When he thinks back to his early childhood in that home on the Parsons Road in the late 1960s, he can still hear his three older sisters playing Christmas carols on that majestic 1915 Mason & Hamlin baby grand piano.
But the melody ceased after his father died and his widowed mother had an estate sale in preparation for a move. In 1969, Gross and his five siblings watched various friends and neighbors walk away with most of their possessions.
While that piano did not go with them, Gross acknowledged in a recent interview that he never forgot its splendor or the magnificent sounds it created.

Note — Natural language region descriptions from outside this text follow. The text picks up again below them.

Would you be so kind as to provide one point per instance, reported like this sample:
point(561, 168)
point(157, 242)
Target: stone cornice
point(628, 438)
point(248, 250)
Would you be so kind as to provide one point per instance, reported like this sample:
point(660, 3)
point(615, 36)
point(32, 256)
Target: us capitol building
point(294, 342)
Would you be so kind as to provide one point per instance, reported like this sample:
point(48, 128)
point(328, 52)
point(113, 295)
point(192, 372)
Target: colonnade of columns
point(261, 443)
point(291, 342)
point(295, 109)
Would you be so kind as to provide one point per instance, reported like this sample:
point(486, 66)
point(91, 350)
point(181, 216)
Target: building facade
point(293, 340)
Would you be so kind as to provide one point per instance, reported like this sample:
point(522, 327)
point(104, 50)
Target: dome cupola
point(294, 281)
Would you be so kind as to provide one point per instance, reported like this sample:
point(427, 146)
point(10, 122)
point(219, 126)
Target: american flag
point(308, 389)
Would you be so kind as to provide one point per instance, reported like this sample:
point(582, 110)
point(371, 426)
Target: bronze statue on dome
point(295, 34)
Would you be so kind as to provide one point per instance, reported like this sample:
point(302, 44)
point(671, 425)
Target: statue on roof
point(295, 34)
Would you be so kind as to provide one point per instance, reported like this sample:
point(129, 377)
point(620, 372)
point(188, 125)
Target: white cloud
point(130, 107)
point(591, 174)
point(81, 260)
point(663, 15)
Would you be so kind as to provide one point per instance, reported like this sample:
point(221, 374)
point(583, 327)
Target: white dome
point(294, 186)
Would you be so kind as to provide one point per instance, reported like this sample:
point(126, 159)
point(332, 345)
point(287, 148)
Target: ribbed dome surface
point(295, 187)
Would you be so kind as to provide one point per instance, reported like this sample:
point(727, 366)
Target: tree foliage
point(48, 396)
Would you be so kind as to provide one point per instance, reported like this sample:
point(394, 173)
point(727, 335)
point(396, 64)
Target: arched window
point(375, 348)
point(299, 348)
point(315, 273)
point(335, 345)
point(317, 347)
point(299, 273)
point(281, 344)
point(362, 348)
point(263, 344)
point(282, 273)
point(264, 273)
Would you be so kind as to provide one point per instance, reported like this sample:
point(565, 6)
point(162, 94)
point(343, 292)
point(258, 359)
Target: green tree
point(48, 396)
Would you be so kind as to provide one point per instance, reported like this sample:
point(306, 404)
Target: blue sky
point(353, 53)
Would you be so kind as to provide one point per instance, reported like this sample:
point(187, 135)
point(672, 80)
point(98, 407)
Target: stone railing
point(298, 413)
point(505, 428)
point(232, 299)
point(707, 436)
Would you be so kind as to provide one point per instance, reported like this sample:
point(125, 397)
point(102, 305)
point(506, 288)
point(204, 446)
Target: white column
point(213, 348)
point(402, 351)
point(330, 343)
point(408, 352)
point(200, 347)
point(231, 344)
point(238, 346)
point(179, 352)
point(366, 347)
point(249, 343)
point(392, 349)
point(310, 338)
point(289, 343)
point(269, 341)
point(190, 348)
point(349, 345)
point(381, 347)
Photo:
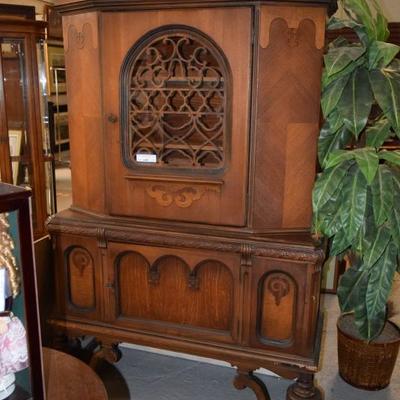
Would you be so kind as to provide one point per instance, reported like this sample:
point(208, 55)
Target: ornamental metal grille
point(177, 81)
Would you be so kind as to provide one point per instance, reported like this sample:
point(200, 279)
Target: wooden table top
point(68, 378)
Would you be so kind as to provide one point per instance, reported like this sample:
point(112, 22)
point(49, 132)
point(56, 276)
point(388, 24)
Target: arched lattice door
point(175, 86)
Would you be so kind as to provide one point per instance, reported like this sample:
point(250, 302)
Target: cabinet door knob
point(112, 118)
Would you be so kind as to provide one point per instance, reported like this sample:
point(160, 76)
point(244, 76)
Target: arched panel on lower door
point(277, 308)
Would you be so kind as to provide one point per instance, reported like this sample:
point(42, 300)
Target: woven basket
point(366, 365)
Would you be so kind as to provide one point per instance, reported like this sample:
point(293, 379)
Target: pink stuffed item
point(13, 345)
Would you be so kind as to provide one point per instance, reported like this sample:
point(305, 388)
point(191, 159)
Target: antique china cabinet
point(193, 129)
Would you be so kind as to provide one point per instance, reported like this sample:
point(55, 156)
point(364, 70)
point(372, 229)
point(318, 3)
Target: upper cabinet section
point(176, 96)
point(194, 111)
point(175, 109)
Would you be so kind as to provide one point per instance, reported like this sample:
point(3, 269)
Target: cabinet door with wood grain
point(284, 305)
point(190, 293)
point(176, 100)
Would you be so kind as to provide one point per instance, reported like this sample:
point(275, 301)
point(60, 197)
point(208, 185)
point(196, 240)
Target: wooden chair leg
point(304, 388)
point(246, 379)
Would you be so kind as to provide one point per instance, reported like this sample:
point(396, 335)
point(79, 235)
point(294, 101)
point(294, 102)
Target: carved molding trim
point(81, 35)
point(80, 259)
point(181, 196)
point(137, 235)
point(279, 287)
point(293, 19)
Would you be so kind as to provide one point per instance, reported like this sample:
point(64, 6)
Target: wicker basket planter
point(366, 365)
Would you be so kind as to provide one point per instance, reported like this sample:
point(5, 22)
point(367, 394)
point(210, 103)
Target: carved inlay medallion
point(80, 259)
point(181, 196)
point(279, 287)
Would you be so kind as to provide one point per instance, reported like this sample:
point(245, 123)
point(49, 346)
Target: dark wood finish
point(394, 28)
point(16, 108)
point(246, 379)
point(14, 10)
point(215, 260)
point(67, 378)
point(85, 5)
point(14, 198)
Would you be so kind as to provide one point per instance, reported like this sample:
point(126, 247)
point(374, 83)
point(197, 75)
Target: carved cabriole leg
point(246, 379)
point(304, 388)
point(109, 351)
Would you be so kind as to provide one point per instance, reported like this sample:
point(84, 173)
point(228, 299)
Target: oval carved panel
point(81, 278)
point(277, 302)
point(169, 291)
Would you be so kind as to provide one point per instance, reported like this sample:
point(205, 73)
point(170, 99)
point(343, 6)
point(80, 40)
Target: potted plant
point(356, 197)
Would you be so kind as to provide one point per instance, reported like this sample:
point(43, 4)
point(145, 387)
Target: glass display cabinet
point(193, 160)
point(21, 376)
point(25, 156)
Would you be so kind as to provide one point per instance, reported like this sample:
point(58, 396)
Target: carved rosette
point(279, 287)
point(181, 196)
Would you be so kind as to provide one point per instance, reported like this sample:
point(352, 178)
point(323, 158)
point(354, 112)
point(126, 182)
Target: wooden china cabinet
point(193, 130)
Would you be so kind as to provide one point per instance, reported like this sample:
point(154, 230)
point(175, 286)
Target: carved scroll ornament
point(279, 287)
point(182, 197)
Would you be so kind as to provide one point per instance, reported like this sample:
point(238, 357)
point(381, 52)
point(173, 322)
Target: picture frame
point(15, 141)
point(57, 75)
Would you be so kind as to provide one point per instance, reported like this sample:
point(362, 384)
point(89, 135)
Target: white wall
point(38, 4)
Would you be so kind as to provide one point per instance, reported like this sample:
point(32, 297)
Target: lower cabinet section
point(249, 301)
point(173, 291)
point(253, 301)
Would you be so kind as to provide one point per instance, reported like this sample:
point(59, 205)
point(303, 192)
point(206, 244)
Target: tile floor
point(142, 375)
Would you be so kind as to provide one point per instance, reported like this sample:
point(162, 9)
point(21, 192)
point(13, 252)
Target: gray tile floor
point(146, 376)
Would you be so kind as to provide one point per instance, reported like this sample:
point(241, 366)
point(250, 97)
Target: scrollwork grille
point(176, 89)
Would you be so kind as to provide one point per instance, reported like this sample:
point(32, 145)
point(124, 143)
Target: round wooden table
point(68, 378)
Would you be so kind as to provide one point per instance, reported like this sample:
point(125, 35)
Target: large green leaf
point(327, 183)
point(354, 202)
point(360, 11)
point(339, 58)
point(356, 102)
point(382, 194)
point(394, 220)
point(333, 136)
point(379, 285)
point(352, 288)
point(377, 247)
point(360, 62)
point(331, 95)
point(368, 162)
point(395, 224)
point(337, 157)
point(378, 133)
point(336, 23)
point(381, 23)
point(340, 243)
point(386, 88)
point(392, 156)
point(380, 54)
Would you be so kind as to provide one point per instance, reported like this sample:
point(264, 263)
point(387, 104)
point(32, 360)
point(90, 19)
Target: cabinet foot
point(108, 351)
point(246, 379)
point(304, 388)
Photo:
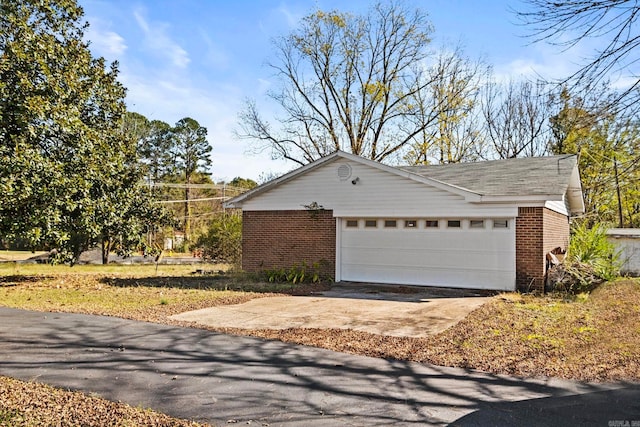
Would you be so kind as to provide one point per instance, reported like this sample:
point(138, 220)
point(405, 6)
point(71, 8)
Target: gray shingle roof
point(509, 177)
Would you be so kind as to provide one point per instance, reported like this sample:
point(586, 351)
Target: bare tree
point(516, 118)
point(455, 134)
point(614, 22)
point(346, 82)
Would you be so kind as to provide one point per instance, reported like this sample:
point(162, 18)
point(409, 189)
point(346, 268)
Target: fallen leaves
point(29, 404)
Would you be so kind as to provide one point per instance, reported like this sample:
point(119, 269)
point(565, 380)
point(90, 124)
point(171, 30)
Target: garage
point(464, 253)
point(482, 225)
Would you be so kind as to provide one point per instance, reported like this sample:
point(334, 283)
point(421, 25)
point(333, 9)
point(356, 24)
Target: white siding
point(627, 242)
point(560, 206)
point(376, 193)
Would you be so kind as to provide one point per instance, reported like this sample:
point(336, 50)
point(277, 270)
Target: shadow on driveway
point(197, 374)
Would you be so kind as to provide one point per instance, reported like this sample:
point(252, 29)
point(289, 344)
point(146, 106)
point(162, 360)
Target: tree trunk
point(105, 247)
point(187, 212)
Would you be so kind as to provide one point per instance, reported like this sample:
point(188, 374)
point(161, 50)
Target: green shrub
point(223, 240)
point(295, 274)
point(591, 260)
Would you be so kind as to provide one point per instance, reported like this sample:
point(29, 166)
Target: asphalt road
point(223, 379)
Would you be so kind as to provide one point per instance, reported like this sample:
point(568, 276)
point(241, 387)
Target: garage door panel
point(435, 258)
point(465, 258)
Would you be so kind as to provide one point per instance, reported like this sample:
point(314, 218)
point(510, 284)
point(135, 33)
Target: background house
point(627, 242)
point(485, 225)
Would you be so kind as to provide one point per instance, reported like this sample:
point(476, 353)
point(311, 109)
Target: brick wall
point(274, 239)
point(538, 230)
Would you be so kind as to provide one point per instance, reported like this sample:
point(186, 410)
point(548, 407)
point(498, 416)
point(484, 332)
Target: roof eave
point(236, 202)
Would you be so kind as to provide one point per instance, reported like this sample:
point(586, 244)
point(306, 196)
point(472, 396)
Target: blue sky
point(202, 58)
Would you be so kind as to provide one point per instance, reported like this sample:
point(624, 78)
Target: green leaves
point(68, 172)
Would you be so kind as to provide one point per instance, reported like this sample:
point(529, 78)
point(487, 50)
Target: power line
point(192, 200)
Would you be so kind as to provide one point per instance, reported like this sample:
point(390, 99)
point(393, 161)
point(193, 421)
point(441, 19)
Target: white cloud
point(157, 39)
point(105, 42)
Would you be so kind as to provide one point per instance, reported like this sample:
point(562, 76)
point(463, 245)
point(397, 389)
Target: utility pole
point(615, 170)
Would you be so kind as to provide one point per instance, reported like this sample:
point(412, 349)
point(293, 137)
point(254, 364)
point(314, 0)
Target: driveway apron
point(216, 378)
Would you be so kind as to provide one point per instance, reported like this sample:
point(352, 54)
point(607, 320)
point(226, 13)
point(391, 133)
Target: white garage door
point(461, 253)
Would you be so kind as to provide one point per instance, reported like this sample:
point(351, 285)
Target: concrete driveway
point(401, 311)
point(231, 380)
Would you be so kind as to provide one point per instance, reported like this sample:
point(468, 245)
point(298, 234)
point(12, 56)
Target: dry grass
point(594, 338)
point(32, 404)
point(589, 338)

The instrument ended up in the home of Al and Sylvia Weinberg of Presque Isle, a well-respected couple in the community. Al owned and managed a clothing store, Weinberg’s, for more than 60 years. He died on Dec. 15, 2014.
Sylvia Weinberg was a talented singer, singing teacher and actress, and a founding member of the Presque Isle Community Players. She died on Dec. 10, 2013.

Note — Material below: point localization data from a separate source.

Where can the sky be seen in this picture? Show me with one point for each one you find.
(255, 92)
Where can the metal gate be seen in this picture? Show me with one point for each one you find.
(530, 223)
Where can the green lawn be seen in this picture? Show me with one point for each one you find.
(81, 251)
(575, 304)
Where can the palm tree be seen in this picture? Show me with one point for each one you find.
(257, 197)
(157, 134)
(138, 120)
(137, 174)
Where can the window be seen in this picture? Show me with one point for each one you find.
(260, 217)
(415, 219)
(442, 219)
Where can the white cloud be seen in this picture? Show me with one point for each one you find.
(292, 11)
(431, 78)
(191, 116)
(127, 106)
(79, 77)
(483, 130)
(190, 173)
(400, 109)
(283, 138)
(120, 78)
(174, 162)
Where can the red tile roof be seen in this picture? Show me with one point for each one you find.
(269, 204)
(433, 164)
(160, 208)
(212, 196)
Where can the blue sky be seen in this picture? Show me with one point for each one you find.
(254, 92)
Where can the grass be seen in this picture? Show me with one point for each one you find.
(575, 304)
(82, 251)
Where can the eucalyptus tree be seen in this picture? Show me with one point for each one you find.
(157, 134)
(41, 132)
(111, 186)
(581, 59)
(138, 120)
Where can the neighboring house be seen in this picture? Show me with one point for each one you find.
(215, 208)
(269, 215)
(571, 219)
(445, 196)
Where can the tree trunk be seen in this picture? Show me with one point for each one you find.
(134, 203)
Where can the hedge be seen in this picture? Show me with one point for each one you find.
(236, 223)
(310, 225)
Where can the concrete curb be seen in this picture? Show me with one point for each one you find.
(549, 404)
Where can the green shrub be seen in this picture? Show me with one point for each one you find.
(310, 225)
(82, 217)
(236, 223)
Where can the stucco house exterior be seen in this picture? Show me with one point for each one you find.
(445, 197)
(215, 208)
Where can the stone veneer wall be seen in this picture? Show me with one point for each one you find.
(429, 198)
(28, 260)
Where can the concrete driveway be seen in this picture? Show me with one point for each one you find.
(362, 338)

Gross said that after he and his siblings graduated from high school, four settled in California and two made homes in Maine. Gross lives in Berkeley, California, with his wife, Kristin, and children Kellan, Eric and Natalie. He is an entrepreneur attorney, specializing in high-tech law.

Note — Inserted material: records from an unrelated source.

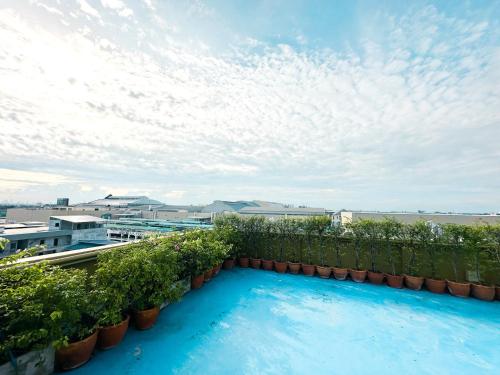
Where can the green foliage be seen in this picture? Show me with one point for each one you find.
(148, 269)
(41, 304)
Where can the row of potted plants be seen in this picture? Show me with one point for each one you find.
(387, 250)
(74, 310)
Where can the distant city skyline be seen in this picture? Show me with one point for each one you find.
(375, 105)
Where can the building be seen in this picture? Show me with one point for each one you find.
(345, 217)
(275, 212)
(62, 233)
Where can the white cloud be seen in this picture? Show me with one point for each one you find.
(281, 121)
(118, 6)
(88, 9)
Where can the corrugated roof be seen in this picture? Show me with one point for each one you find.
(79, 219)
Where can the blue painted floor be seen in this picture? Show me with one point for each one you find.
(258, 322)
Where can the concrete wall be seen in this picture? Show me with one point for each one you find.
(410, 218)
(89, 234)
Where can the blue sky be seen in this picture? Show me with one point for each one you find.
(387, 105)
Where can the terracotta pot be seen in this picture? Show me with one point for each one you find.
(358, 276)
(243, 262)
(255, 263)
(483, 292)
(340, 273)
(324, 272)
(414, 282)
(228, 264)
(280, 267)
(216, 270)
(197, 282)
(458, 289)
(394, 281)
(267, 264)
(376, 277)
(435, 285)
(111, 336)
(207, 276)
(75, 354)
(145, 319)
(294, 267)
(308, 269)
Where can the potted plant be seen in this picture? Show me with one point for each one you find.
(391, 231)
(372, 234)
(337, 233)
(268, 236)
(295, 239)
(308, 227)
(430, 240)
(78, 323)
(493, 238)
(321, 224)
(411, 238)
(110, 295)
(227, 230)
(454, 236)
(36, 303)
(476, 244)
(358, 234)
(283, 228)
(152, 273)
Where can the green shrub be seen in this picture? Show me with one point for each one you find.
(41, 304)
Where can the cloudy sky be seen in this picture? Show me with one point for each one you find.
(388, 105)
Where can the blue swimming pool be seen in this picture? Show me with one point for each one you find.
(256, 322)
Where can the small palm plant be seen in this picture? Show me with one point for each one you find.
(390, 231)
(336, 233)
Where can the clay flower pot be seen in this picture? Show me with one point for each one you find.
(340, 273)
(216, 270)
(145, 319)
(394, 281)
(308, 269)
(243, 262)
(207, 276)
(376, 277)
(75, 354)
(280, 267)
(255, 263)
(267, 264)
(197, 281)
(324, 272)
(111, 336)
(228, 264)
(358, 276)
(414, 282)
(483, 292)
(435, 285)
(458, 289)
(294, 267)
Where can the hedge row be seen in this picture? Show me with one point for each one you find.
(451, 251)
(42, 304)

He said he tries to visit Maine as often as he can, and it was during one such visit he reconnected with that old piano from his childhood.
Gross said he was visiting Presque Isle with his sister in 2004 and stopped to see Al and Sylvia Weinberg.
“I saw that old piano in the corner, and I asked them if that was the same piano that my mother sold to them,” he said. “Sylvia said it was, and I asked them if it still worked. When Sylvia said it did, I just couldn’t believe it. She sat down at the piano and played me a little tune, and I said jokingly that if they ever wanted to get rid of it, I would like to have it.”
Gross put the matter in the back of his mind. Nine years later, Sylvia Weinberg died at age 84.
A short time later, her son, Jay, called Gross, who was in Germany with his family at the time.
“I was stunned because he called me up and said, ‘Hey, our dad remembered that you wanted this old piano. Do you still want it?’” Gross said. “I couldn’t believe that even in the midst of all of the grief that he had to be feeling, he still remembered that I wanted that piano.”
Gross set out to find an appraiser in order to compensate the Weinberg family fairly. He also needed to find someone to transport the more than 850-pound piano across the country from Maine to California.
“It took me about two months to find somebody to transport it and to find someone to restore it and finish it out here,” he said. “It was very difficult to find someone to restore it. There are not many companies out there that want to take on a job like this.”
The restoration work will be done by Callahan Piano Services in Oakland, California, a full-service shop that offers everything in piano care, from tuning to complete rebuilding.
Gross admitted several people have questioned why he would want to take on the effort and expense of having someone drive an old piano that needs a lot of work from Maine to California.
“Some people think I am crazy,” he admitted. “But that piano has a lot of sentimental value. It reminds me of my childhood and of the home we lived in with my father. But besides that, my son, Kellan, is a very talented piano player. So this piano will be his. It is my hope that this piano will stay in the family, just as it started out.”